Serenity’s Soul

February 17, 2010

Dear Serenity’s Soul,

As the morning light began to shine upon my face, I felt a sense of release. Sometimes when you think back on your life, you just have to wonder about how far you’ve actually come. Not too long ago, I was a lonely soul that didn’t really have any direction whatsoever. Now, I have a different view of life and how quickly things can change. No, no it’s not anywhere near perfect, but I am not so lonely anymore. My short journey towards Serenity, towards the most delicate and peaceful part of your soul, has been a journey that has allowed me to meet people I never would have known of otherwise. You know, you can’t just look at one part of your life and say that’s the way it will be forever. There was a time in my life that I didn’t know I would be at this point, and that’s because I don’t know my tomorrows. None of us know our tomorrows. All that we know for sure is the second we are currently living, and the next one is just one of life’s mysteries.
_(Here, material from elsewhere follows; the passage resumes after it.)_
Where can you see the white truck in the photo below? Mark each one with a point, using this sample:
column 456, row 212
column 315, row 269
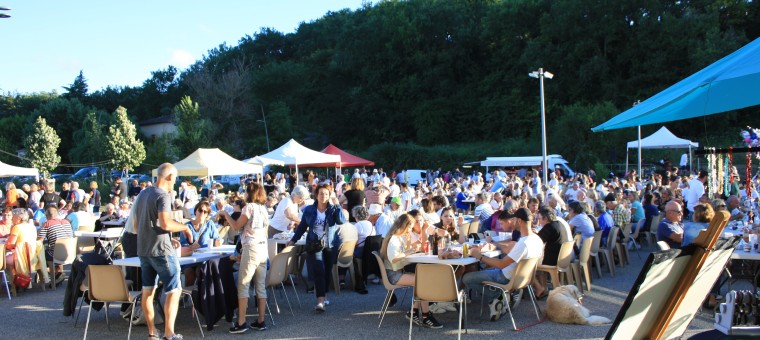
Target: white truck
column 555, row 161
So the deal is, tomorrow my mother and I are set to go with Landon to visit my father. Because tomorrows are never guaranteed, that’s just the plan for the moment, but I am hoping that everything goes well. I want to see my father. It doesn’t matter what condition he may be in. It doesn’t matter as long as I can just have the opportunity to look him in his eyes and whisper, “Daddy, Daddy I love you.” I will not expect a lot. The thing about expecting a lot is allowing yourself to wish and dream things that will only leave you heartbroken. No, I’ll just make the most out of whatever should happen. Today has been a day of taking a deep breath and just being thankful to have made it this far, and tomorrow…if it is granted, will be a day of new beginnings. Tomorrow begins the journey to reaching my father.